Reading Doonesbury over the past several days has been most amusing. A word first about print comics. As I understand it, generally syndicated comic-strip writers submit their strips to the distribution networks as much as two weeks in advance, which makes commenting on current events a chancy business.
Apparently, Garry Trudeau heard about the recent ethics controversies surrounding Congressman Tom DeLay, and made the judgment that the Republican Party and the President would withdraw their support in short order. Therefore, his latest comic strips have been following the plotline that DeLay is on a political "deathwatch," having been made bereft of allies. The President, in this plot, is hanging DeLay out to dry, disregarding his years of loyal service to the party and callously calling him "the Leper" in today's strip.
Apparently Trudeau meant to kill two birds with one stone. Not only would he have gotten in a few cheap shots at DeLay, but in his portrayal, any retreat by the President would not be out of any sense of morals but out of pure political calculation, and hence would be a betrayal of his close ally.

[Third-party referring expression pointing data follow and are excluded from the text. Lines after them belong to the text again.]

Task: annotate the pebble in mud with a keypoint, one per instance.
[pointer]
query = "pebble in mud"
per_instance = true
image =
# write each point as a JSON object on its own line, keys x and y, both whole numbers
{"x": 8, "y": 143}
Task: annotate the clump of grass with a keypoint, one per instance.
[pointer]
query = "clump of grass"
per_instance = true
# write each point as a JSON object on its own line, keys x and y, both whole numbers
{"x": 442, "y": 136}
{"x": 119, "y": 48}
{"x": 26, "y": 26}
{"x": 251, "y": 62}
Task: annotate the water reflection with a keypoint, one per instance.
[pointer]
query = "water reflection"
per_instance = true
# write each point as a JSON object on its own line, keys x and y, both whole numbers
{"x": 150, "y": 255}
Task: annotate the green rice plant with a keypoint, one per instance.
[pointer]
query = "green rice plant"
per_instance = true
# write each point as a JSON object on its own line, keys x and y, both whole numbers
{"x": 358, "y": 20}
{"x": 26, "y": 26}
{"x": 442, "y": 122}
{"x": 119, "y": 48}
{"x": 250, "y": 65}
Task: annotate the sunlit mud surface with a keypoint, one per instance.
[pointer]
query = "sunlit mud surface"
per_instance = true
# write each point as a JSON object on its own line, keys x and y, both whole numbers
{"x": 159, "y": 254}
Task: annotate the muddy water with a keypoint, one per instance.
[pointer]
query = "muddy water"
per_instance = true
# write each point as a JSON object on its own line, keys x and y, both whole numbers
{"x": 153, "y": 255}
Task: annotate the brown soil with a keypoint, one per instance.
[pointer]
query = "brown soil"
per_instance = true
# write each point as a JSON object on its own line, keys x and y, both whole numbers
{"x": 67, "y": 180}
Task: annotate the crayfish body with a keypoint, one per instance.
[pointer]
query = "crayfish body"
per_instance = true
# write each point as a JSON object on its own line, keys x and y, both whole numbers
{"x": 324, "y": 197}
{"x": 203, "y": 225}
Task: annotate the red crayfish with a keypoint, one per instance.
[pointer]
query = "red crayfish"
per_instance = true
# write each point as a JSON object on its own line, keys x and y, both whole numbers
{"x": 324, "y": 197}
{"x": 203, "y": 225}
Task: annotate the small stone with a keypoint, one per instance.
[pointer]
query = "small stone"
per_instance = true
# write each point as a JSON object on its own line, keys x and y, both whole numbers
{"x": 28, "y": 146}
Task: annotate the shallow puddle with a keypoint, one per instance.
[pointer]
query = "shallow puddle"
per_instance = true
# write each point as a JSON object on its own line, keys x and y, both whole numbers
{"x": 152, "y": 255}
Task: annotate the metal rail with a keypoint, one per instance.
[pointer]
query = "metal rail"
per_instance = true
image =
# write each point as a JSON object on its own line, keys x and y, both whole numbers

Sadly, real life did not follow Trudeau's script. The President just yesterday gave DeLay a ride on Air Force One, and though the White House spin doctors are denying that the appearance implied any political support, the messsage is obvious. DeLay is certainly in hot water, but the rest of the party is not going to abandon him to the wolves.
I have not beeen following the DeLay issue closely. More interesting to me is what this episode shows about tightening feedback cycles. Trudeau, operating with an antiquated distribution model, must make his calls weeks in advance. Normally, he would not risk such a blunder as he just committed, except that a new breed of comics has arisen on the Internet that responds to major events in real time. One popular comic, Day By Day by Chris Muir, often has quotes from major newspapers and blogs of the previous day (though at present, he is in the middle of a self-defense plotline).
Trudeau is trying to compete for relevance, with a crippling handicap. If he doesn't go to realtime distribution, he'll have to step back from the cutting edge of current events, and the internet strips will have secured a major victory.
2 comments:
Exactly, Mastiff!
Just to be snarky: "Trudeau is trying to compete for relevance" but hasn't that always been the case with him?